Going back to the old style of doing keyboards (mostly user-learned dictionaries and probability weighting, and little lookbehind autocorrrect) could be done, but within Google and Apple there are probably people who got promoted by switching to the current shitty system. They'll block off any attempt at someone messing with their pride.
(There is a third 'problem' where your visual keys do not correspond to the touchmap at all. Swiftkey has a feature where it can show you what your touchmap and heatmap look like versus the actual layout and it its often staggeringly different, with many keys vastly tilted. When you try to desperately type "h" after 4 misses, you're doing that with your index finger in "hunt and peck" mode, which does correspond to the visual layout but not with your usual typing on the touchmap layout. There is no way for your keyboard to know you're in "hunt and peck" accuracy mode.)
In the video, the user is typing 'Thumbs up', and when they get to the first 'u' the keyboard shows a 'u' being pressed but a 'j' is inserted instead. Are you suggesting that, due to the way most people construct sentences, the OS thinks that 'thjmbs' is the most likely word? And then the next time the OS thinks that 'thhmbs' is the most likely word?
Both of the issues you've mentioned are common, and irritating, but if you watch the video you can see that that's not what's happening here. Before any autocorrection or adjustment is being done, the keyboard is registering a 'U' and the OS is inputting a J or H or I or some other nearby letter.
The video also debunks the touchmap discontinuity issues as well, because you can clearly see which key the keyboard is registering; it's not assuming that you meant to press J or it would highlight the J; it's registering a U, highlighting U, and inputting J.
It sounds to me as though you didn't watch the video and just assumed what issue was being discussed; please do watch it, because this is another, relatively new, issue that lots of people have seen and which is far worse and more frustrating than the other legitimate issues you mentioned.

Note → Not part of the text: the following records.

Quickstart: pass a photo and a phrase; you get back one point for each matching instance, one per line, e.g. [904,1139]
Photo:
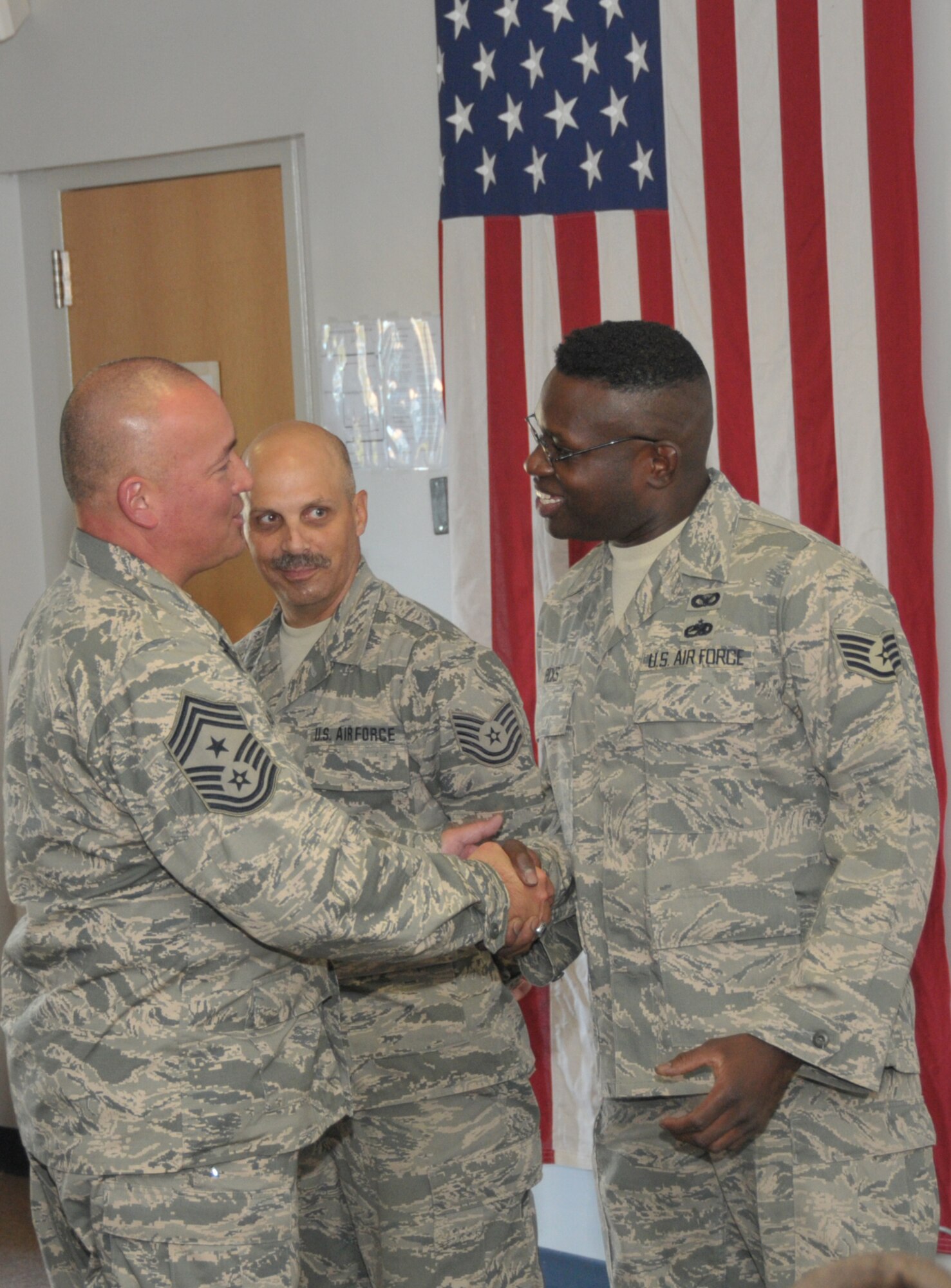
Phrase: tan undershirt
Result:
[297,643]
[630,565]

In addition to the other problems (the keyboard being too prone catching extremely subtle slides below UI response time), there certainly is the problem of when you crowd source enough data you crowd source all of their collective mistakes, too. In a lot of that raw data mistakes are going to be as common or more common than corrections and/or originally correct spellings.

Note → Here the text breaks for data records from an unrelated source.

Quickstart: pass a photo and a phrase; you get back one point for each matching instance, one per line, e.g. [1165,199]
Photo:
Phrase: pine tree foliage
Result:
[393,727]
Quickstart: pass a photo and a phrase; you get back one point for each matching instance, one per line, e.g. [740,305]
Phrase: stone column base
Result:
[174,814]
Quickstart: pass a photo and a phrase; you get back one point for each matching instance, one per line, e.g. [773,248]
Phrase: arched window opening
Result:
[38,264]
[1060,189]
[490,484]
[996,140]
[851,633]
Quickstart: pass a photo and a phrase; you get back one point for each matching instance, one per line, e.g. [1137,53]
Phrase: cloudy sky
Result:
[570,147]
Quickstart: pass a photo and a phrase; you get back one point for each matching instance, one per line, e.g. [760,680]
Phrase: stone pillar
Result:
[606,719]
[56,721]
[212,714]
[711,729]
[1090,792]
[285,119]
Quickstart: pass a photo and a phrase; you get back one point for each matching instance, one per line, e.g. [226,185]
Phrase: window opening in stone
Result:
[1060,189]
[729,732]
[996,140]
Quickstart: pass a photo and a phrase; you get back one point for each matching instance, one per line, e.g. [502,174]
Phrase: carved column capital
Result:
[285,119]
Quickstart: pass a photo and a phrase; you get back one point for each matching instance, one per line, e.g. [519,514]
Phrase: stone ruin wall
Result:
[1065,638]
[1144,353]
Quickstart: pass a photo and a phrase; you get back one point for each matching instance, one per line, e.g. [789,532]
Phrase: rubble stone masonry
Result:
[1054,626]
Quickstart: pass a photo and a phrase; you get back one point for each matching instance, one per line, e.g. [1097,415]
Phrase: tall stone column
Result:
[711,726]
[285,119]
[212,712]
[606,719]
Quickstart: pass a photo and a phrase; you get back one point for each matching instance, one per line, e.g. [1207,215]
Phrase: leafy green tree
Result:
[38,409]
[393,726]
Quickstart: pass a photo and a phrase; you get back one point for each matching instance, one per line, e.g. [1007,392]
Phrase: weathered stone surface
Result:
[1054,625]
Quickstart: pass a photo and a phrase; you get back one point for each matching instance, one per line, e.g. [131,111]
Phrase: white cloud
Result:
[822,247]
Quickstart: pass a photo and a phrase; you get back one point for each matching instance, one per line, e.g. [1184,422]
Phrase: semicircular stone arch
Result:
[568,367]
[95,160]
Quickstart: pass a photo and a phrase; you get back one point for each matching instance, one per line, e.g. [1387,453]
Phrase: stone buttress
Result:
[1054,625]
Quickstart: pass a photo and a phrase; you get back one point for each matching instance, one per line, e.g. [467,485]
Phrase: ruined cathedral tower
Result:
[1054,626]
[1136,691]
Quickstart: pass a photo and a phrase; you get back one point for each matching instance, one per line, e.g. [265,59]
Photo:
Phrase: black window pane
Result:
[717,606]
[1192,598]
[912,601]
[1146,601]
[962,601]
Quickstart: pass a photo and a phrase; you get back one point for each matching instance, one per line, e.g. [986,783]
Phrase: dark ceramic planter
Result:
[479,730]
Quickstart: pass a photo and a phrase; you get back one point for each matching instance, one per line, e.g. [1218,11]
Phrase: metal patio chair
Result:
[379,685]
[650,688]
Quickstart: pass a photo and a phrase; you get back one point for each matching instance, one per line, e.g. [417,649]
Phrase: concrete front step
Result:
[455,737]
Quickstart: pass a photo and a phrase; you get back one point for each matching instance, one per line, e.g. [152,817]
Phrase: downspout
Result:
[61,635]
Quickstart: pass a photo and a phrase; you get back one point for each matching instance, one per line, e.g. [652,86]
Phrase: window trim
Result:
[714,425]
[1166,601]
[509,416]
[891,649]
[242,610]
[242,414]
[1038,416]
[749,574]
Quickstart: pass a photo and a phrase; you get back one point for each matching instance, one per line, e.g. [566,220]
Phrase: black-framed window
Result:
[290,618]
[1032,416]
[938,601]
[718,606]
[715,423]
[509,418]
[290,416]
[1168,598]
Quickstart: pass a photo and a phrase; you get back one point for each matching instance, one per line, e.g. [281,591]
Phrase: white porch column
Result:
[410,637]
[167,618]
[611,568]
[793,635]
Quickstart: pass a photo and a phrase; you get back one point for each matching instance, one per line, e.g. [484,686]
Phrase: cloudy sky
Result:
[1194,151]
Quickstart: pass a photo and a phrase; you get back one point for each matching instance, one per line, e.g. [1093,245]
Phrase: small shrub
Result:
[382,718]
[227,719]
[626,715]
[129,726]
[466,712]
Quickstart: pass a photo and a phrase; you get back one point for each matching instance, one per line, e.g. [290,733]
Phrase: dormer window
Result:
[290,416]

We do have a great filter for this called a "dictionary", but as the above commenter laments companies have given up on "just autocorrect to dictionary words" for much more complex "learning" models and filtering them back to just dictionary words is antithetical to the (sunken cost) expense that went into training these models, and/or the KPIs and promotion incentives that keep prioritizing "AI" and giant crowd sourced data vats over simpler mechanics and local user specifics.